A.2 Mode discovery as a function of replay buffer size and batch size

So far, we presented the mode discovery as a function of increasing replay buffer sample size. In this section, we show the mode discovery as a function of both increasing replay buffer sample size and increasing experience replay size. Figure 12 and Figure 12 shows the outcome of increasing both the entities in easy and difficult setting respectively. We vary our experiment with the replay buffer sample size from $2$ to $16$ samples per batch and the experience replay size from $10$ to $4000$ samples in a $4$ dimensional hypergrid.

We conduct a similar experiment in a $6$ dimensional hypergrid and the results are as shown in Figure 12. From the results obtained in both 4D and 6D settings, it can be observed that as the buffer size and sample size increase, there is an acceleration in mode discovery.

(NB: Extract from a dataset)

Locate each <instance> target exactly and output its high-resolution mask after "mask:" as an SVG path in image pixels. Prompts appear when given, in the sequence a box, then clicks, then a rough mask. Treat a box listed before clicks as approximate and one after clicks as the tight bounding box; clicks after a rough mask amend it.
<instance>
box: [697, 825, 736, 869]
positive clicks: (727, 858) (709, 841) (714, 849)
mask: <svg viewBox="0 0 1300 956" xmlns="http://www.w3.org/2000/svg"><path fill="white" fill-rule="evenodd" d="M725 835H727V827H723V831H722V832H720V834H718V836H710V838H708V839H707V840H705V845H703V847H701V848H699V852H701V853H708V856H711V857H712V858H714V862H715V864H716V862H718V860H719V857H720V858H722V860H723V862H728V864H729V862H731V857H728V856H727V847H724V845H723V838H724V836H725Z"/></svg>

A.3 Additional Molecule Synthesis

The reward signal in this environment is determined by the binding energy required to attach a molecule to a target protein. However, computing binding energies is computationally expensive. To address this challenge, Bengio et al. developed a pretrained proxy model that predicts the binding energy for a given molecule and target protein. The proxy employs a message-passing neural network (MPNN) (Gilmer et al., 2017) parameterized over the atom graph. To train the proxy model, a semi-curated semi-random dataset of 300k molecules is utilized.

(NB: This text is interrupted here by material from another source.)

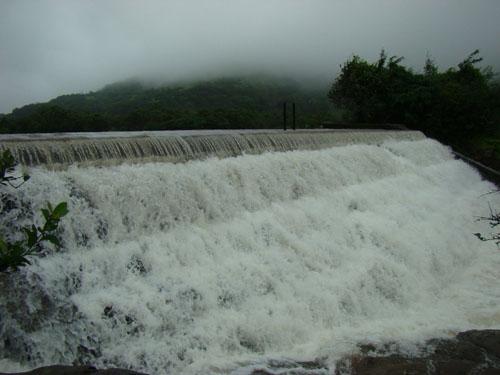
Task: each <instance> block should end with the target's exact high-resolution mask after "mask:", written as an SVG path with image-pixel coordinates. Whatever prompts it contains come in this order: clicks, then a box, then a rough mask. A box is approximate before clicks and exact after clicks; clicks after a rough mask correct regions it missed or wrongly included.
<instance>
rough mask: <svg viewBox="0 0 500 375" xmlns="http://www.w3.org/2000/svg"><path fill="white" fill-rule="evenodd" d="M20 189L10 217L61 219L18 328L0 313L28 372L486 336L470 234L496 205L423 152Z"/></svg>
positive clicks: (399, 149)
mask: <svg viewBox="0 0 500 375" xmlns="http://www.w3.org/2000/svg"><path fill="white" fill-rule="evenodd" d="M31 175H32V180H33V182H32V183H29V184H26V185H24V186H23V187H22V189H21V191H20V193H21V197H20V200H21V201H23V202H25V204H29V205H31V207H32V208H33V209H34V210H37V209H38V208H40V207H41V206H42V205H43V204H44V202H46V201H52V202H57V201H61V200H67V201H68V203H69V208H70V214H69V215H68V217H67V218H66V219H65V220H64V221H63V222H62V225H63V234H62V236H61V237H62V238H63V240H64V248H65V250H64V251H63V252H60V253H57V254H52V255H49V256H47V257H45V258H41V259H37V260H36V261H35V263H34V264H33V266H31V267H29V268H28V269H26V270H24V271H23V274H24V276H23V277H25V278H26V279H27V280H28V281H29V283H31V285H32V287H28V288H27V292H26V293H27V297H26V298H25V299H24V300H25V301H26V302H25V304H26V306H27V307H26V308H27V309H28V311H30V312H31V313H30V315H28V316H30V317H31V318H29V319H31V320H32V321H33V322H32V324H31V325H29V326H27V325H26V324H23V322H22V307H21V308H20V310H21V312H16V311H10V310H9V309H8V303H7V301H6V300H2V301H0V309H1V310H2V314H3V317H4V318H3V322H2V324H3V325H2V327H1V329H2V334H3V337H8V338H9V339H10V341H11V342H17V343H18V344H16V345H18V346H19V347H20V348H24V349H23V350H24V351H23V350H20V351H19V350H17V349H16V348H13V347H12V345H11V346H10V347H7V346H6V344H5V342H4V343H3V344H2V343H0V351H2V352H3V355H5V356H7V357H9V358H11V359H12V360H14V361H25V364H27V365H28V366H34V365H40V364H42V363H56V362H57V363H71V362H73V360H74V359H75V358H77V357H80V358H84V359H86V360H87V361H88V362H89V363H93V364H95V365H98V366H111V365H114V366H121V367H129V368H132V369H136V370H143V371H146V372H149V373H156V374H164V373H179V374H203V373H230V372H231V371H235V373H244V372H245V371H247V370H248V371H250V370H249V369H251V368H252V366H253V365H255V364H262V363H265V362H266V360H268V359H282V358H291V359H294V360H301V359H302V360H306V359H315V358H321V359H323V360H324V361H326V362H327V363H331V362H333V361H334V360H335V359H336V358H339V356H341V355H343V354H346V353H351V352H352V351H353V350H355V346H356V343H358V342H360V341H367V340H370V341H375V342H377V341H385V340H398V341H399V342H400V343H401V345H403V346H405V345H406V346H407V347H408V350H411V348H412V345H414V344H415V343H416V342H418V341H421V340H424V339H426V338H429V337H435V336H441V335H447V334H449V333H452V332H456V331H459V330H464V329H469V328H486V327H496V328H498V327H500V315H499V314H498V305H499V303H500V288H498V285H499V281H500V280H499V277H500V276H499V273H498V270H499V269H500V252H499V251H498V250H497V249H496V248H495V246H494V245H493V244H491V243H483V242H481V241H478V240H477V239H476V238H475V237H474V236H473V235H472V233H475V232H483V233H487V232H488V230H489V228H488V225H487V224H485V223H482V222H476V221H475V217H477V216H481V215H484V214H485V213H487V212H488V203H491V204H492V205H493V206H495V205H498V203H499V202H498V197H497V196H496V195H494V194H493V195H488V196H486V197H481V195H482V194H484V193H486V192H488V191H490V190H492V189H493V186H492V185H491V184H490V183H487V182H485V181H482V180H481V178H480V176H479V175H478V173H477V172H476V171H474V170H473V169H472V168H470V167H469V166H467V165H466V164H464V163H463V162H461V161H458V160H455V159H453V157H452V154H451V152H450V151H449V149H447V148H445V147H444V146H442V145H440V144H439V143H437V142H435V141H433V140H429V139H424V140H416V141H389V142H385V143H383V144H382V145H380V146H377V145H361V144H360V145H349V146H343V147H335V148H329V149H325V150H316V151H293V152H282V153H265V154H262V155H243V156H239V157H234V158H226V159H215V158H214V159H208V160H204V161H191V162H187V163H184V164H169V163H148V164H143V165H120V166H113V167H107V168H95V167H88V168H79V167H70V168H69V169H67V170H65V171H47V170H45V169H43V168H34V169H32V171H31ZM68 197H69V198H68ZM9 215H12V216H18V217H23V213H22V212H21V210H20V209H17V210H12V211H10V213H9ZM3 219H4V218H3ZM8 219H9V216H7V217H6V218H5V220H8ZM18 220H19V221H20V223H22V219H18ZM26 220H28V218H27V219H26ZM41 301H42V302H43V301H45V302H43V303H42V302H41ZM47 301H50V302H47ZM19 315H21V316H19ZM25 319H26V318H25ZM37 319H38V320H37ZM15 349H16V350H15ZM26 362H27V363H26ZM245 369H246V370H245Z"/></svg>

We use the pretrained proxy developed by Bengio et al. for binding energy estimation. We use the subtrajectory balance objective introduced by Madan et al. for our GFlowNet training in the molecule environment. We use the training architecture, hyperparameters, and dataset as provided by Bengio et al. for our experiments. The binding energy scores, i.e., the reward for the candidates are computed with AutoDock (Trott & Olson, 2010). All the experiments are run on 3 independent seeds and the mean and standard error are reported in the plots. To test the hyperparameter robustness, we tried various batch sizes $64$ , $128$ , and $256$ , varied the replay buffer sampling size from $64$ to $128$ , and tested different replay buffer sizes, $100$ , $1000$ , and $5000$ samples. We trained all the models for $10000$ iterations.

As shown in the Experiment section of the main paper, we conducted experiments with all three training techniques proposed. Figure 13 displays the average reward for each technique throughout the number of iterations. It is evident that R-PRS outperforms the other two techniques.